Augustine warns of a scenario similar to this miscommunication between Quill and Groot. Augustine asks that we disregard preconceived notions in an attempt to understand difficult and foreign language. In other words, look for meaning from as many angles as possible in order to derive the best possible meaning. It is important to know when speech is literal and when it is figurative. He states, “He, however, who does not understand what a sign signifies, but yet knows that it is a sign, is not in bondage”. Therefore, in our movie analogy, Rocket, the oversized, egotistical raccoon is light years ahead of the human Quill. Ironic.

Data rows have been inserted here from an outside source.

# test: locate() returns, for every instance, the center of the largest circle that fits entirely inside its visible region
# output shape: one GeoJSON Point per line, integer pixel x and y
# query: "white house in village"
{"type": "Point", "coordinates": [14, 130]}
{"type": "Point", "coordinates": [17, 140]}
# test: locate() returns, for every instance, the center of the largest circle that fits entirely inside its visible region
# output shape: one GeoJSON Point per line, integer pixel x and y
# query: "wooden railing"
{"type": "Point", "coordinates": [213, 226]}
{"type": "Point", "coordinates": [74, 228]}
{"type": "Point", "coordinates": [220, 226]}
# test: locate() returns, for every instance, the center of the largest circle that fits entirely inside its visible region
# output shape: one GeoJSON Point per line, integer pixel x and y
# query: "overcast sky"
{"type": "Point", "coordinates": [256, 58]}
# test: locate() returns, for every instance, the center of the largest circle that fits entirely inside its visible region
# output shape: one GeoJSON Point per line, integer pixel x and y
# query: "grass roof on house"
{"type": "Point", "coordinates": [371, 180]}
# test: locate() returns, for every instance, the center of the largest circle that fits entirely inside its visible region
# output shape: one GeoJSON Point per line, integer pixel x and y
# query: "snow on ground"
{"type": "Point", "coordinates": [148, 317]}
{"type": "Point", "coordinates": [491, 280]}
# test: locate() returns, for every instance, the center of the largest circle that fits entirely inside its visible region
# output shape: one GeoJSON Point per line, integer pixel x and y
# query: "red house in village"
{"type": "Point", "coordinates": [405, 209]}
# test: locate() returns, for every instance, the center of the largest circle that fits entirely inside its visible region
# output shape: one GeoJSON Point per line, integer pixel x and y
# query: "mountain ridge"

But Quill is a bit better off than some other characters in the movie, namely, Drax (Dave Buatista). We meet Drax while he is in prison. He finds Gamora (Zoe Saldana) and intends to kill her to revenge the death of his wife and daughters. Quill convinces Drax to stop until they all kill their main target. During this scene, Quill draws a finger across his throat to indicate a slit throat. Puzzled, Drax replies, “Why would I put my finger on his throat?” Quill, obviously dumbfounded, repeats what he believes to be a universal symbol for murder. It becomes more absurd as they argue and Quill says, “It's a symbol. This is a symbol for you slicing his throat.” To which Drax quickly replies, “I would not slice his throat. I would cut his head clean off.” At this point, the audience laughs because the misunderstanding cannot be breached. But the point is interesting. In this scenario, both speak English, but clearly, they have not communicated well. Therefore, the movie hosts a character who speaks only figuratively (as far as we can tell) in Groot, and a completely literal character, Drax.

This kind of troubled communication leads to the audience's enjoyment within the frame of a movie, but you can see how it would be less than fun in a real-life scenario. As Augustine stated, we can see how a little patience and humility might have led to a less difficult relationship. Of course, much to audience satisfaction, these characters do grow and learn. At the end of the movie, instead of “I am Groot,” Groot says, “We are Groot.” And, Drax uses an actual metaphor. Better yet, Rocket has become just a shade more charitable and humble and Quill learned to love someone besides himself. It is as Augustine says, “[L]et you back to benevolence, and interpret the coals of fire as the burning groans of penitence by which a man's pride is cured who bewails that he has been the enemy of one who came to his assistance in distress”. Pride often colors communication, whether we know it or not. While far-fetched (for many reasons), Guardians of the Galaxy, offers an interesting dialogue regarding communication styles and the translation of metaphor. And, of course, many thanks to St. Augustine for adding humility.